Mam wywalony sworzeń dolny lewy, juz czeka na założenie. Jak Myślice może być to to ? czy może krzywe tarcze ?
Tarcze.
Ja kiedyś tak spaliłem sobie w górach, wjezdzajac na myjnię z rozgrzanymi tarczami
Odświeźam temat
Odświeżam temat mam ten sam problem ewidentnie trzęsie mi się cała buda przy 120 to jest już masakra a odczuwa się to już tak od 60-70 przyczyna mechanizm różnicowy, i teraz co zrobić jak za to się zabrać? wymiana skrzyni czy tylko obudowy na używkę ?? albo kupić jakiś zestaw naprawczy co polecacie i radzicie pomocy :) skrzynie do D15Z8 pewnie wyrwe za 200zł bo to najgorsza skrzynia znaczy ekonomiczna ,hybrydy nie chcę
Mam podobny problem.

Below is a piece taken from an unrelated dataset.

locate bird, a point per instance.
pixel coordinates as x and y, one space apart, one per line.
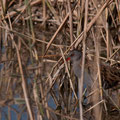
110 76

U mnie trzęsienie występuje na każdym biegu dokładnie między 100 a 120 km/h. Trzęsie całą budą, w zależności od tego ile dodam gazu. Przy łagodnym przyspieszaniu prawie nic nie czuć, gdy puszczę gaz drgania ustępują. Tarcze i klocki nowe, na szarpakach w zawieszeniu żadnych luzów. Ma ktoś jakiś pomysł?